Hi! Sorry to keep you waiting.
I keep trying and failing to map out an adequate preamble to any of this, so here goes. If you wrote to me after 665 ended and never heard back, this is a letter to you.
The things I want to tell you are: thank you, and I’m sorry. I’ll start with the sorry.
I’m sorry I never wrote back. Sometimes it was a missive asking me to start making things again, sometimes just a bit of a check-in, sometimes just saying you’re out there and you had occasion to think about me and wondered what I was up to these days. In any event, I can tell you that I read every one. If you didn’t get a bounceback message, I read it, and it made my day. The tangle of reasons why I didn’t write back, even just briefly to say thanks, was a whole mountainous mess of my own horseshit problems and I think explication of them would sound too much like an attempt to excuse it, and I don’t want to do that. What I’ll say is that avoidant behavior loops and shame spirals and procrastination bouts that go on for years at a stretch are killer, and they can be a sign there’s something else going on that maybe needs attention. Little tip from your old pal JSP. Anyway, what matters here is: You took the time out of your day to drop me a line and said something nice – that’s the thing, everyone who said anything at all said something nice – you said something that meant a lot to me, and probably made me cry a little, and you deserved more than silence in return.
That said: Thank you. I’m serious about crying. I was dealing with a lot, including a big sloppy helping of despair. Maybe you can relate: despair is sometimes situational and specific, and sometimes it’s this big thorny existential thing that orbits a few core areas of you but largely it’s nameless and formless and it’s just sort of there. It can be both, even, and then they do a whole tag team thing and, okay you get it. It’s not like I didn’t notice that every so often I’d get just enough oomph to start making declarations that I was going to start making things again soon and then I’d turn around and it was a year later and I had maybe a couple beginnings of something sitting in a sketchbook I promised myself I’d get back to one of these days. Faith in myself was something I rebuilt extremely gradually and in a lot of quiet and not super visible ways. It was a little spark, a tiny cinder, and I am not kidding when I say that every time I noticed another email coming in with a subject like “Is this JSP?” or “sixsixfive” or what have you, I read it, and I felt really bad about not replying, but it stayed with me that you were out there, that you remembered me, and that you liked the work I did. On more than one occasion I got overcome and just broke down crying with gratitude, despite everything. Every time I heard from you, that little cinder either glowed a little more strongly, or it stopped the fading it was in the middle of. So if you wrote and wondered if your message reached me: It did, in so many ways.
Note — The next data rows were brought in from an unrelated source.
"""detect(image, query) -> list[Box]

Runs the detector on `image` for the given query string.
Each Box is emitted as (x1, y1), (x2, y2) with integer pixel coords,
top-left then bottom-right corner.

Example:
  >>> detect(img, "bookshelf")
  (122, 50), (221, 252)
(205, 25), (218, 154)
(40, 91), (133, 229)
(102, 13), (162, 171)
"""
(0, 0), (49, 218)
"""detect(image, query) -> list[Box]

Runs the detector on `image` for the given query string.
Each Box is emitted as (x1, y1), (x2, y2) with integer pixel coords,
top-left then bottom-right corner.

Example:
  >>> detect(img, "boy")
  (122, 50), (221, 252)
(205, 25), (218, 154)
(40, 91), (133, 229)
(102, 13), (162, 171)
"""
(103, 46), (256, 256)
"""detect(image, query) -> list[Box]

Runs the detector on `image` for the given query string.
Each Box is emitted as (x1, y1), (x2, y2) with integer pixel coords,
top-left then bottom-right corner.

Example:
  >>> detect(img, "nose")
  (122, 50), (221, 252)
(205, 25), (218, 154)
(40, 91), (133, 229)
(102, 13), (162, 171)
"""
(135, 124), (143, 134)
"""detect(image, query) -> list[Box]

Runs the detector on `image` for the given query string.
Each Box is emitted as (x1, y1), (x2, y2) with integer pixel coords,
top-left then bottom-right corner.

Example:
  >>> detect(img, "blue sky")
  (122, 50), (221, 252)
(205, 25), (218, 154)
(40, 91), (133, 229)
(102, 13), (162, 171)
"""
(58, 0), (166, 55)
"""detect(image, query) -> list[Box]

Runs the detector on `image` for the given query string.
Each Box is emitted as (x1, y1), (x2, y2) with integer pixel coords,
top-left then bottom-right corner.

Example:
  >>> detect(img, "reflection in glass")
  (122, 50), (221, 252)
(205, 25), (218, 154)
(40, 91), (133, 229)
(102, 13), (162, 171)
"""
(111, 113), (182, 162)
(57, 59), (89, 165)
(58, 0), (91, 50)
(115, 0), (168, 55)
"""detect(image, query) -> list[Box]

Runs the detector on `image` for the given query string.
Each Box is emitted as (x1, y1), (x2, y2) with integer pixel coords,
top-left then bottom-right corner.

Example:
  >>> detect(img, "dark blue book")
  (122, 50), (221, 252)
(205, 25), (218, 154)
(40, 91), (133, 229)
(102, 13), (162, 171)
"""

I’ve carried your correspondence with me in my heart and head and I cannot thank you enough.
A bunch of other stuff happened too, in the intervening years. There’s some catching up that’ll show up in subsequent entries on this site, and I’m trying to lay it out in a way that’s workable and not boring. But when I sat down to start writing, I knew where I needed to start, and it’s with you, and the reply I didn’t send until now. I’m sorry, and from the bottom of my heart: thank you. And thank you for liking the stuff I made, and caring enough to say so. Twenty (!) years after I started dorking around with my little orange website, there are some novelties which have never worn off. To this day it just absolutely floors me to think I could type some words or upload some scribbles into my computer and it could reach someone out there and connect with them – with you – in whatever way. I sincerely think that’s miraculous and I never feel any less of a sense of wonder about it than I did the first time it happened.
Thank you for your patience and thank you for reading and, above all, thank you for being you. I’ll write more soon.